If we wanted to calculate the limit of x->1 of f(x) we would get:
1/1-1 = 1/0, which is undefined

However, if we take this same limit from h(x) we would simply get 0, as the new function is x-1
• i cant understand if the limits dont exist how can we sum them ?
• We are finding the limit of a complex function, not the sum of two individual limits. If you add the two functions together you'll find out that the function is actually continuous.
• Can the limit ever exist if one function is continuous while the other isn't? I'm thinking if you had the same number for both the left approach and the right approach (from the continuous function) while having different numbers added (from the piece wise) you'd have different numbers for the left and right approach since you'd be adding a different number to the same number so you'd always come out with DNE for a couple of functions where one is continuous and one isn't?
• That's a really good question! Had me thinking for a solid 1 hour (mostly because I couldn't find more than one example to disprove it lol!)

There is a special case where if one function is continuous and the other isn't, the sum of limits will still exist. This only happens (as far as I know) with piecewise functions with point discontinuities. For example, if I have a continuous function f(x) and a discontinuous function g(x) which has a point discontinuity at x = 3, the limit as (f(x) + g(x)) tends to 3 will still exist, as the only difference between f(x) and g(x) is that in g(x), x=3 isn't in its domain.

In general though, the limit will indeed not exist, as, just like you said, you're adding/subtracting different numbers from the discontinuous function to the same number in the continuous one, hence yielding different numbers and thus, a non-existent limit.
• When dealing with combined functions, why do we need to check the limit as it approaches from the left side and right side?

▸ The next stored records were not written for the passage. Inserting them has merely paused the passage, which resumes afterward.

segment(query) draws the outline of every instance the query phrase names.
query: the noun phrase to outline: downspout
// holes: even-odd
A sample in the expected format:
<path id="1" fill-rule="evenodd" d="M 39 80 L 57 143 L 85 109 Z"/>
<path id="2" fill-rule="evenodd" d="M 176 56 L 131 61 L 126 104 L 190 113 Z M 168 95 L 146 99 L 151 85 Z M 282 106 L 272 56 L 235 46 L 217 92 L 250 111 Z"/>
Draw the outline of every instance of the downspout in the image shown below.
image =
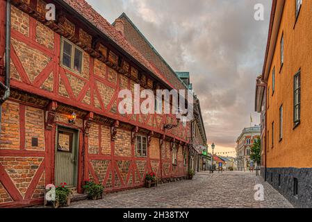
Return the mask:
<path id="1" fill-rule="evenodd" d="M 0 82 L 0 87 L 4 90 L 2 97 L 0 98 L 0 133 L 1 132 L 2 104 L 10 96 L 10 44 L 11 44 L 11 3 L 6 1 L 6 56 L 4 84 Z"/>

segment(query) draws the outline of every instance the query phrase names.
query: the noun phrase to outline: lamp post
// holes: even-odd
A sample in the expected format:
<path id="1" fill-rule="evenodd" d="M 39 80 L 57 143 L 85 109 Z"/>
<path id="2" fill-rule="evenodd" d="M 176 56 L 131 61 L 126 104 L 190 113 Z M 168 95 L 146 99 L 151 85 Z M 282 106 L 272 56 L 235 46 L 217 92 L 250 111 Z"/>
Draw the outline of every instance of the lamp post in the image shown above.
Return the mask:
<path id="1" fill-rule="evenodd" d="M 213 150 L 213 157 L 211 158 L 211 172 L 213 173 L 213 150 L 215 149 L 215 144 L 213 143 L 211 145 L 211 148 Z"/>

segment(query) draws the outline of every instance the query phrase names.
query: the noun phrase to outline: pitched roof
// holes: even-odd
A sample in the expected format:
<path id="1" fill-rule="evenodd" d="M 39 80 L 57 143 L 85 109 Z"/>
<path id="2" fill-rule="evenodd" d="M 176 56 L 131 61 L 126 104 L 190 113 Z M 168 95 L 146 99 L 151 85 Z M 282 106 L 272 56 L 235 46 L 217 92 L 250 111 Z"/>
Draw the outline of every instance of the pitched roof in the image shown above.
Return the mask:
<path id="1" fill-rule="evenodd" d="M 179 85 L 176 85 L 176 87 L 179 89 L 188 89 L 188 86 L 187 86 L 184 82 L 183 82 L 178 74 L 173 70 L 173 69 L 168 65 L 167 61 L 161 56 L 161 55 L 157 51 L 157 50 L 155 49 L 155 47 L 151 44 L 151 43 L 145 37 L 145 36 L 143 35 L 143 33 L 139 30 L 139 28 L 136 26 L 136 24 L 130 19 L 130 18 L 126 15 L 126 13 L 123 12 L 118 18 L 117 19 L 124 19 L 126 22 L 130 24 L 130 25 L 133 27 L 133 28 L 136 31 L 136 32 L 142 37 L 142 39 L 145 42 L 145 43 L 148 45 L 148 46 L 151 49 L 151 50 L 154 52 L 154 53 L 157 56 L 159 60 L 161 61 L 161 62 L 164 65 L 159 65 L 158 62 L 155 63 L 155 67 L 158 67 L 158 69 L 160 69 L 161 71 L 163 72 L 163 74 L 164 76 L 167 76 L 167 79 L 170 80 L 172 79 L 172 78 L 175 78 L 176 80 L 179 82 L 176 83 L 179 84 Z M 115 26 L 115 22 L 113 23 L 113 26 Z M 126 35 L 125 35 L 126 36 Z M 131 42 L 131 40 L 129 40 Z M 136 46 L 136 44 L 133 44 L 133 46 Z M 144 54 L 144 53 L 143 53 Z M 147 58 L 148 59 L 148 58 Z M 154 65 L 153 61 L 149 60 L 149 62 L 152 65 Z"/>
<path id="2" fill-rule="evenodd" d="M 164 77 L 163 74 L 158 69 L 150 64 L 135 47 L 126 41 L 122 33 L 99 15 L 85 0 L 62 0 L 61 1 L 65 2 L 76 12 L 79 13 L 85 19 L 88 20 L 99 31 L 102 32 L 105 35 L 120 46 L 124 51 L 132 56 L 133 59 L 151 71 L 171 88 L 175 88 L 172 84 Z"/>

Whereas in the later on composite function video, we do not have to check the limit as it approaches from the left side and right side? It makes sense, however I am having difficulty putting it into words.
• For a limit to exist, it has to a approach a certain value from both the right and left side, and when you have the limit of the sum or product of two functions, even if the limit of each function doesn't exist, the limit of the sum/product might still exist if it meets this condition.

Also, in the later video, Sal is taking the limit from the right and left side, if from both sides it approached a different value the limit wouldn't exist.
• So, in short, it doesn't matter if the individual limits exist, if the left and right of lim(f(x) + g (x) ) equal, there is a limit?
• The individual limit does exist. Take x -> -2 (f(x) + g(x)) for example. Think of (f(x) + g(x)) as a single function that can be represented by f(x) and g(x). If you combine them, you will realize both the limits approaching from the right and left are 4. So in general, view whatever inside the parenthesis as a single function THEN take the limit.
• At minute , as x approaches -2 from the positive side, doesn't the y value approach 3? The video says that the y value approaches 2 when x approaches -2 from the positive side. Is this a mistake, or am I missing something? Many thanks,
(1 vote)
• i think he corrected the video because it is correct as of now (which is three months aafter this comment)
• With respect to the first example, the question was straightforward, and the limit was undefined. Now, must we always prove the limit exists even if the question does not ask that?
(1 vote)
• well if ur taking the ap exam and ur doing one of the free response questions, then yeah. u always gotta analyze the limit from the left and right and then, seeing their the same,declare the limit exists.
• why does dividing with 0 result in DNE but multiplying by 0 does not?
(1 vote)
• Dividing any number by 0 is always undefined, but multiplying by 0 is always 0. So the limit only doesn't exist when Dividing by 0 because multiplying by 0 still results in a defined answer.